The synergistic effect of M.vaccae on the outcome of BCG vaccination has also been documented (Stanley et al, 1981; Bahr et al, 1986; Stanford et al, 1989). Indeed the immunogenicity of M.vaccae has warranted its use as an immunotherapeutic agent for leprosy and tuberculosis (Stanford et al, 1988a; Stanford et al, 1990; Bahr et al, 1990a; Bahr et al, 1990b). There have been no reported cases of M.vaccae infections in birds so this non-pathogenic saprophytic mycobacterium was chosen as a potential vaccine for the wildfowl in this study.

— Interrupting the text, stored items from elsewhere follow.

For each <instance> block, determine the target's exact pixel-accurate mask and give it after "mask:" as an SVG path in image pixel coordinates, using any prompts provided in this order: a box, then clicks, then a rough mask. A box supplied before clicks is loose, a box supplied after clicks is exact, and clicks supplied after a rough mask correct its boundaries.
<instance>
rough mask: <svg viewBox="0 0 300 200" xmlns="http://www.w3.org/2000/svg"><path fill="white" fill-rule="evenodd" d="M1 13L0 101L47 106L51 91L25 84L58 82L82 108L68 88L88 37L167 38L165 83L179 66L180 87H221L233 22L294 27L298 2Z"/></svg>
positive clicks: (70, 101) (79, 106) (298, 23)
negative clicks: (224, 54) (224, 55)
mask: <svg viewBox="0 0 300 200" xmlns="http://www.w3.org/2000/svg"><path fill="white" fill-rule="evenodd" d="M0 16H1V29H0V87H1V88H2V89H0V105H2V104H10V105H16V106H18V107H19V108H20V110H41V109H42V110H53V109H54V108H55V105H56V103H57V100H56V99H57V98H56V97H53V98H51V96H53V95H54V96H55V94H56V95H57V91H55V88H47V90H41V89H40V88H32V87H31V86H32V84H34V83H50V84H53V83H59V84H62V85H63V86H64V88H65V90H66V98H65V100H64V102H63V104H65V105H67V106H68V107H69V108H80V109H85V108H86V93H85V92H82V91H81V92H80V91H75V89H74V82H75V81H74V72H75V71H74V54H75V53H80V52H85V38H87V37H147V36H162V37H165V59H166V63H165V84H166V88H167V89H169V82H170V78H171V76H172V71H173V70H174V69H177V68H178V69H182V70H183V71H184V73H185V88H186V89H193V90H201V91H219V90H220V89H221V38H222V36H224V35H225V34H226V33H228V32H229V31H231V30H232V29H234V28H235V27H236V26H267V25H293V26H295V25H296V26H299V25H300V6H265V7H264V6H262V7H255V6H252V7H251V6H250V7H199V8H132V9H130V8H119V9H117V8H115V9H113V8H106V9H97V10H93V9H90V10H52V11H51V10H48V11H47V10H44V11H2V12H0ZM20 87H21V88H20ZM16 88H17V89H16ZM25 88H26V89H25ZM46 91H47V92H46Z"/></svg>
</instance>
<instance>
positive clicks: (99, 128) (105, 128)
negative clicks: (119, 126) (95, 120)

Whilst many vaccines are attenuated live vaccines e.g. BCG, poliomyelitis and smallpox, killed vaccines have been shown to produce specific protection (Weiss, 1959; Rook, 1980). As previously mentioned, the ability of a vaccine to survive in vivo may be linked to immunogenicity. However, the work of Youmans and Youmans (1969) showed that protection could be afforded in CF 1 mice when they were immunised with M.tuberculosis H37Ra; a strain that has limited ability to multiply in the host. Stanford et al (1990) used M.vaccae, killed by irradiation, as an immunotherapeutic agent in the treatment of pulmonary tuberculosis in humans and similarly this killed organism has been used in the prevention of bovine tubercle bacilli infection in badgers Meles meles (Stainsby, 1989). Sinha et al (1987) also found that killed M.vaccae was better at sensitising guinea pigs and mice for delayed-type hypersensitivity than the live bacilli. Killed M.vaccae was therefore tried as a potential vaccine in this study.

Mammalian immunity to mycobacteria is mediated by specific antigen responsive T-cells, which in turn release lymphokines which then activate non-specific killing mechanisms of macrophages. The inability as yet, to distinguish between T and B cells in wildfowl, and the difficulty in demonstrating the presence of cytokines, may suggest different protective mechanisms. However, it is plausible to assume that wildfowl immune responses are somewhat similar, if less sophisticated, to those found in mammals and chickens. Within wildfowl no work has as yet, been carried out to determine which epitopes are recognised by appropriate lymphocytes. It is hoped that if an optimal vaccine is to be produced, then all individuals will recognise the same, or a similar, set of antigenic determinants rather than different epitopes being recognised by different individuals.